MASSIVE IMAGERY Adams’s Half Dome, Blowing Snow, Yosemite National Park, California.
In 1975, the George Eastman House in Rochester, New York, opened a landmark exhibit, "New Topographics: Photographs of a Man-Altered Landscape." What set these photographers apart was their determination, as photographer Lewis Baltz put it, that "the ideal photographic document would appear to be without author or art."
Their deadpan style — which curator William Jenkins described as "pictures stripped of any artistic frills and reduced to an essentially topographic state, conveying substantial amounts of visual information but eschewing entirely the aspects of beauty, emotion and opinion" — remains the most pervasive and influential style in art photography today.
And it's codified in "America in View: Landscape Photography 1865 to Now," an enlightening revisionist history via some 150 photos selected by curator Jan Howard at the RISD Museum (224 Benefit St, Providence, through January 13).

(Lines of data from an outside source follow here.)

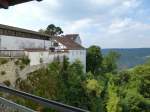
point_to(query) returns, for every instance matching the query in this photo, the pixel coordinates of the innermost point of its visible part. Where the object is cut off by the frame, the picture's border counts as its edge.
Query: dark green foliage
(3, 72)
(7, 83)
(102, 89)
(110, 62)
(94, 59)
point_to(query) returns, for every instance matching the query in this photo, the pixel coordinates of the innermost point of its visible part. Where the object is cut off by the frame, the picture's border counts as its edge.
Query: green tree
(110, 62)
(94, 59)
(53, 30)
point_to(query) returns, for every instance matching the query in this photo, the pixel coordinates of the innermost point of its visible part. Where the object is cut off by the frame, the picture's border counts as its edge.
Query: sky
(106, 23)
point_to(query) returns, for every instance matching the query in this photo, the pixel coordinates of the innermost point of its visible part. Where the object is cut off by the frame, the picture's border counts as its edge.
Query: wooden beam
(4, 4)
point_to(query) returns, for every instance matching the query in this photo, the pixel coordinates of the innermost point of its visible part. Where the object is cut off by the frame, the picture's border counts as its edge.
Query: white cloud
(118, 26)
(108, 23)
(77, 26)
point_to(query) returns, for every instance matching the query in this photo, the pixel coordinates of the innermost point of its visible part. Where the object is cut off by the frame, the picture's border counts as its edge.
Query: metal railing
(47, 103)
(9, 106)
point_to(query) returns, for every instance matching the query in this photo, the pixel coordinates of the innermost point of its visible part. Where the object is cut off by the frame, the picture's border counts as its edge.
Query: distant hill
(130, 57)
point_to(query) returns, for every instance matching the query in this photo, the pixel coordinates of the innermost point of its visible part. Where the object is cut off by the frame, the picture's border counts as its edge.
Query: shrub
(3, 61)
(7, 82)
(22, 66)
(3, 72)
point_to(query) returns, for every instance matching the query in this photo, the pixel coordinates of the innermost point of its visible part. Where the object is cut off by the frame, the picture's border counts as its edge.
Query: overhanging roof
(19, 32)
(6, 3)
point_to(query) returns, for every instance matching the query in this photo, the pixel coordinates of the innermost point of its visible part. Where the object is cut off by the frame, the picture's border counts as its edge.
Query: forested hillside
(130, 57)
(101, 89)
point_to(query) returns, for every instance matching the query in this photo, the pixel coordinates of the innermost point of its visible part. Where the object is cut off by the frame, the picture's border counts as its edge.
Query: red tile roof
(69, 43)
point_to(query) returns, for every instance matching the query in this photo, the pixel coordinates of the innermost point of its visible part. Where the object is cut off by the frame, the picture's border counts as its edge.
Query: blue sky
(107, 23)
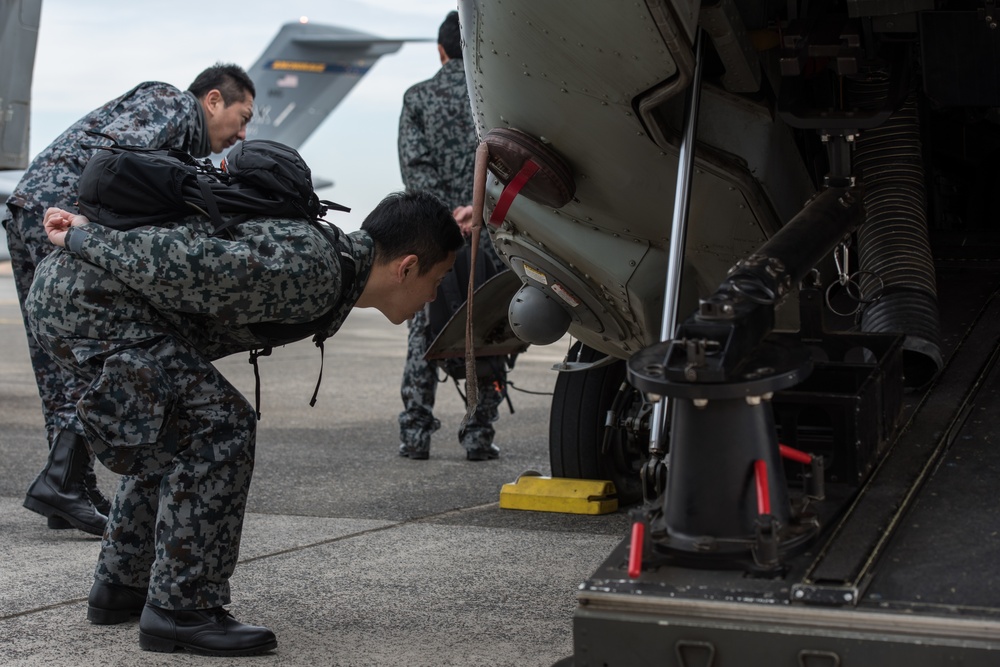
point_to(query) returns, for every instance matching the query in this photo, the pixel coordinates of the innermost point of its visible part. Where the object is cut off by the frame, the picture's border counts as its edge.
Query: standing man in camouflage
(207, 118)
(139, 316)
(437, 152)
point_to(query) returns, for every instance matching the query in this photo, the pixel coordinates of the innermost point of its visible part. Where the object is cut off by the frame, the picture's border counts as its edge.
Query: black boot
(59, 492)
(203, 631)
(101, 502)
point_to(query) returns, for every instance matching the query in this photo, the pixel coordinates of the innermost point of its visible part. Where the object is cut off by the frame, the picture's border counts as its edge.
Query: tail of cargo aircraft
(302, 75)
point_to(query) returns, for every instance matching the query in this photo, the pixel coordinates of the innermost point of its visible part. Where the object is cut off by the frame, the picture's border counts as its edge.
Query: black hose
(896, 272)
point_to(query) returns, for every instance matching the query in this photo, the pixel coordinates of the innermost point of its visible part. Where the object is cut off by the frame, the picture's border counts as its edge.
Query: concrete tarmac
(351, 554)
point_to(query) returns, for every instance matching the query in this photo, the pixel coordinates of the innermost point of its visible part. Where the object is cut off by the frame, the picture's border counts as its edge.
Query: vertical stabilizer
(304, 74)
(18, 35)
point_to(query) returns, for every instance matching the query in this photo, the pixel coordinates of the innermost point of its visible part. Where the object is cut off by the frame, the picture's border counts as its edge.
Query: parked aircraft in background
(303, 74)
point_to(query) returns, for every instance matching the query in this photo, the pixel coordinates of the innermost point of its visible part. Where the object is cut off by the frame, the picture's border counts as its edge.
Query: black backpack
(124, 187)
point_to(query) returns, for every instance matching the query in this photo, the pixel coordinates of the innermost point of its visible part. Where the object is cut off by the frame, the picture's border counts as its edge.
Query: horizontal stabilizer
(304, 73)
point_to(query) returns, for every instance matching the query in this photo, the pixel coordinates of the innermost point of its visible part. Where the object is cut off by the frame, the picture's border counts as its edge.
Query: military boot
(101, 502)
(60, 490)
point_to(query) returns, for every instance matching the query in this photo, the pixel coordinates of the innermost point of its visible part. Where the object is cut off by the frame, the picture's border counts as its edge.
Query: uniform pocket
(125, 412)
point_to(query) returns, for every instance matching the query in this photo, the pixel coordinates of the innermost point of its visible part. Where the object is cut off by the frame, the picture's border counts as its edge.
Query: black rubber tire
(580, 403)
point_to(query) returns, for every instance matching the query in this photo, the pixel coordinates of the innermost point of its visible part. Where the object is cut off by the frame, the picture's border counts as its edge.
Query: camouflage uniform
(437, 154)
(138, 317)
(155, 115)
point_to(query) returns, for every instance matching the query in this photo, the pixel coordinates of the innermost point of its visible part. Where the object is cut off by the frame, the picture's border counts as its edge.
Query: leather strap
(528, 170)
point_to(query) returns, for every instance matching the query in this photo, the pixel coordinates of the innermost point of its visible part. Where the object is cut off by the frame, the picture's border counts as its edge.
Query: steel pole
(678, 231)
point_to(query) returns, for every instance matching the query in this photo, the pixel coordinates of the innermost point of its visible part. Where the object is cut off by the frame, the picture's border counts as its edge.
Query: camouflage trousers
(420, 381)
(158, 412)
(58, 389)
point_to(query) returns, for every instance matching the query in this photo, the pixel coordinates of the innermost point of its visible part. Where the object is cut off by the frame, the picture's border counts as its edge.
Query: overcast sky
(90, 52)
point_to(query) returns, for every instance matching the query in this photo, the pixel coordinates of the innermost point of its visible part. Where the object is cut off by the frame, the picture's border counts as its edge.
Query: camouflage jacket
(437, 136)
(108, 289)
(151, 115)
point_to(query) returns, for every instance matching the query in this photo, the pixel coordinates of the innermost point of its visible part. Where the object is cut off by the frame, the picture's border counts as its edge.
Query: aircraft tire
(580, 404)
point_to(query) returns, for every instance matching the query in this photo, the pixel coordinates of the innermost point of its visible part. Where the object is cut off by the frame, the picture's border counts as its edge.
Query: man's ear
(406, 266)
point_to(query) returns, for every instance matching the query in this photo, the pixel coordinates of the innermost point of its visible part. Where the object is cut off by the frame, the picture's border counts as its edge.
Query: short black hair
(413, 223)
(230, 80)
(450, 37)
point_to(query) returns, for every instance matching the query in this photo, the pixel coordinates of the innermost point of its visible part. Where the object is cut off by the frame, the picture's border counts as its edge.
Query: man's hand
(463, 216)
(57, 222)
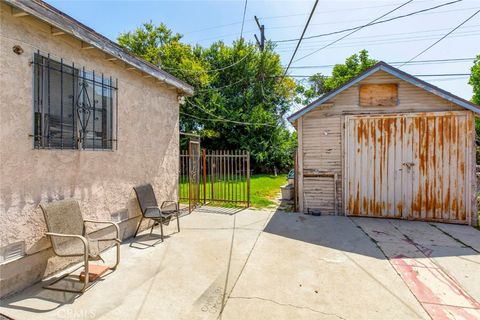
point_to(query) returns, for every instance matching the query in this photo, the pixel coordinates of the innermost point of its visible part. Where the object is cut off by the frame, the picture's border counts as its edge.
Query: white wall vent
(12, 251)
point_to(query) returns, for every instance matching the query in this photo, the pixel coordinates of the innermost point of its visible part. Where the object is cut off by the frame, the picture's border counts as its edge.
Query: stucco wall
(102, 181)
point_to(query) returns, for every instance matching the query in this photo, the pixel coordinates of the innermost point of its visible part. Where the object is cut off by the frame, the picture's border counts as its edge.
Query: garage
(387, 144)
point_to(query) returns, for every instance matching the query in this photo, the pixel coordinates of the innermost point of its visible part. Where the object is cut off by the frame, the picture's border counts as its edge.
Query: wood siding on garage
(321, 162)
(412, 166)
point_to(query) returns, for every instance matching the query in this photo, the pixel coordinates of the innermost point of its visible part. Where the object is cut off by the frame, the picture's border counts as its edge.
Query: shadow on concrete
(219, 210)
(378, 238)
(48, 300)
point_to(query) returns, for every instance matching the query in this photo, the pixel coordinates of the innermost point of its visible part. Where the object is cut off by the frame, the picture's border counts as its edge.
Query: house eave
(67, 24)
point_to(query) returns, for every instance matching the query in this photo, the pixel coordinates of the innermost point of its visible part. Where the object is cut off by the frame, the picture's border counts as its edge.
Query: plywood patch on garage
(378, 95)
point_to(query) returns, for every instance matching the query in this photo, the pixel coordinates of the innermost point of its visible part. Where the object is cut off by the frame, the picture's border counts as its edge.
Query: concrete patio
(274, 265)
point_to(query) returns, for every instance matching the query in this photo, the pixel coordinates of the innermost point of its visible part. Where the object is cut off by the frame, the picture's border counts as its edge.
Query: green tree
(475, 80)
(475, 83)
(319, 84)
(235, 82)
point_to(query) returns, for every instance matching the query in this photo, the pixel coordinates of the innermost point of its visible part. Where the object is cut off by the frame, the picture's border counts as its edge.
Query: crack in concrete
(289, 305)
(458, 240)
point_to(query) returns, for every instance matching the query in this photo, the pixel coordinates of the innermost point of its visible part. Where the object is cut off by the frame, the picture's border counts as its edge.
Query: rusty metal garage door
(411, 166)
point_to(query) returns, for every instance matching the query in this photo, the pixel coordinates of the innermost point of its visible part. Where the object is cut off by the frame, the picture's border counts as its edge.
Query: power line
(386, 36)
(375, 23)
(353, 31)
(415, 75)
(211, 70)
(432, 61)
(446, 35)
(217, 118)
(301, 37)
(381, 42)
(288, 16)
(243, 20)
(336, 22)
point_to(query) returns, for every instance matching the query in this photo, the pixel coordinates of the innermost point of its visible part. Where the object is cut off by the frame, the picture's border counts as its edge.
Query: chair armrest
(117, 228)
(62, 235)
(170, 202)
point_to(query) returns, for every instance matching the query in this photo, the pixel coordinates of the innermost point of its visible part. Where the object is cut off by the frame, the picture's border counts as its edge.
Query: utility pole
(261, 42)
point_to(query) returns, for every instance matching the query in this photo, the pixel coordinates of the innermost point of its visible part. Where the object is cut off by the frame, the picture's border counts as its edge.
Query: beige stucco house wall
(102, 181)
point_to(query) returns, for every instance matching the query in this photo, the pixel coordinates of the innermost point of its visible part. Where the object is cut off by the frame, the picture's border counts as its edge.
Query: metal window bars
(73, 108)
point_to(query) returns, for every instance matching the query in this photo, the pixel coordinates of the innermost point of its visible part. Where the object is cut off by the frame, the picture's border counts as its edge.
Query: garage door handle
(409, 164)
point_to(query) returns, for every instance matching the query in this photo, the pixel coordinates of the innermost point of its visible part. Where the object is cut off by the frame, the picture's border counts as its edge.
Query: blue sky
(204, 22)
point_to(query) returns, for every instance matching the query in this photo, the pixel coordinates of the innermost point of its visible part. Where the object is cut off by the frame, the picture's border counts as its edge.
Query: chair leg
(138, 227)
(153, 226)
(178, 223)
(87, 274)
(117, 261)
(161, 229)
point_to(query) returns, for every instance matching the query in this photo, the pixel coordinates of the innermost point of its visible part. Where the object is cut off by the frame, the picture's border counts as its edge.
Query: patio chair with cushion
(150, 209)
(67, 232)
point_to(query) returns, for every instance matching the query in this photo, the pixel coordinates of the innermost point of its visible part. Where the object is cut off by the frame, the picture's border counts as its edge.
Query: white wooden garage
(387, 144)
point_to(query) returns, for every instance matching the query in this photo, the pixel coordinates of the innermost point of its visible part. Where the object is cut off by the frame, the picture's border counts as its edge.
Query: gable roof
(396, 73)
(69, 25)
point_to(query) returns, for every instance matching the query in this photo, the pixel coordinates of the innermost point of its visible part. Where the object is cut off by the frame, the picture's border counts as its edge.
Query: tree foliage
(475, 80)
(234, 82)
(475, 83)
(319, 84)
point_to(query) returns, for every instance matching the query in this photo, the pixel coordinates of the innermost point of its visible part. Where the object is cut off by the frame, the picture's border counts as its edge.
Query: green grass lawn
(264, 188)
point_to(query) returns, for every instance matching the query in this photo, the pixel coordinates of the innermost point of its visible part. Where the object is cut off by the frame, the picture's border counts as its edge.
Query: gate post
(204, 172)
(248, 179)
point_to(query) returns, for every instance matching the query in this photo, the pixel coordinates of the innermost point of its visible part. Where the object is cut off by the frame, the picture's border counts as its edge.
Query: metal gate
(220, 177)
(411, 166)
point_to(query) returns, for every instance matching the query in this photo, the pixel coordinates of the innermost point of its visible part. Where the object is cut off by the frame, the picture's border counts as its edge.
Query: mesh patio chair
(67, 233)
(150, 209)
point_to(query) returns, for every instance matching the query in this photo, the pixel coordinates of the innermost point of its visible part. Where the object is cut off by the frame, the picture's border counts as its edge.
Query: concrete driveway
(274, 265)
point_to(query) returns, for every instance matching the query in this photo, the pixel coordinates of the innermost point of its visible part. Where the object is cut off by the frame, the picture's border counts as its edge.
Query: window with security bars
(73, 108)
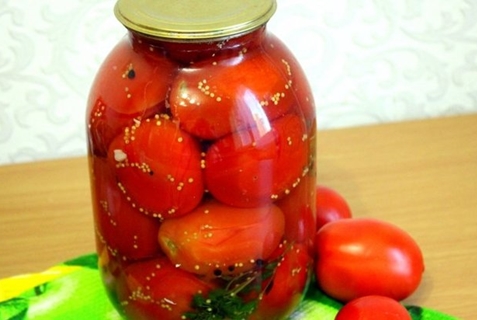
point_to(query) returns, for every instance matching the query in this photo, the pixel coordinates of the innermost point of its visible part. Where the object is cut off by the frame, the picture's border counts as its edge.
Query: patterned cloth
(73, 290)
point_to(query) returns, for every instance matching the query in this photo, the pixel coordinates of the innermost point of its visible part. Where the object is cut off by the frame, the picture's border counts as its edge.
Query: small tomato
(373, 307)
(330, 206)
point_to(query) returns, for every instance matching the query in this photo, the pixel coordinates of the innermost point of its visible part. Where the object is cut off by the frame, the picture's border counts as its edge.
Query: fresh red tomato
(373, 307)
(256, 166)
(216, 97)
(158, 167)
(330, 206)
(127, 233)
(286, 289)
(131, 83)
(361, 256)
(218, 240)
(155, 289)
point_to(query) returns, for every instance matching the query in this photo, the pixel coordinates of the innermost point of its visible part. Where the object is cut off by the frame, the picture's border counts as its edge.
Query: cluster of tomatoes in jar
(203, 178)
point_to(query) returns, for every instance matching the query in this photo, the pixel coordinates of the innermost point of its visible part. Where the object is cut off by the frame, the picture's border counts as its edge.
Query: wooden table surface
(420, 175)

The show begins with Timothy O'Sullivan's 1871 shot of Colorado River canyons. He was one of the photographers sent to survey the Wild West to open it to white development and railroads and tourism, and ultimately displace the natives. Looking at their prints feels like peering into the darkness of time.
SWIRLING PATTERNS Detail of Gowin’s Aeration Pond, Toxic Water Treatment Facility, Pine Bluff, Arkansas.
In an effort to legitimize photography as art, Alfred Stieglitz helped pioneer the Pictorialist style that emulated the look of paintings, as in his gauzy 1904 photograph a farmer plowing behind a team of horses. Steiglitz would soon advocate the shift to Modernist "straight photography," which emphasized clarity and the camera's own qualities.
Which helped give us Ansel Adams, the most celebrated and popularly beloved landscape photographer of the past century. He gets only a cameo — via a late photo of snow blowing across the massive, forbidding peak of Yosemite's Half Dome, his signature subject. It's odd how the show sidesteps Adams — like writing a history of baseball over the past century and minimizing the Yankees. It's okay not be a fan, but to make them bit players feels inaccurate.
Arthur Rothstein's 1936 photo shows a man and his boys leaning into an Oklahoma dust storm buffeting their run down shack — a Great Depression icon. Robert Frank, who motored across the country for his landmark 1959 book The Americans, is represented by a picture of a New Mexico highway seeming to run straight on forever.
QUEST FOR AUTHENTICITY Baltz’s Model Home, Shadow Mountain.
One way of describing this history is one group after another rejecting their predecessors' photographs in a quest for greater authenticity until we arrive at the show's heart, New Topographics projects like Ed Ruscha's 1966 catalogue of Every Building On the Sunset Strip and Baltz's 1977 photos of ranch houses going up in the Nevada desert. They rejected what they saw as the ostentatious artiness of Stieglitz's Modernism and Adams's monumentality and Rothestein's heroicizing and Frank's jazzy Beat improvisations in favor of a new formalist, mechanical "objectivity." They often photographed subjects head-on or at neat 45-degree angles, as if they were surveyors plainly cataloguing specimens.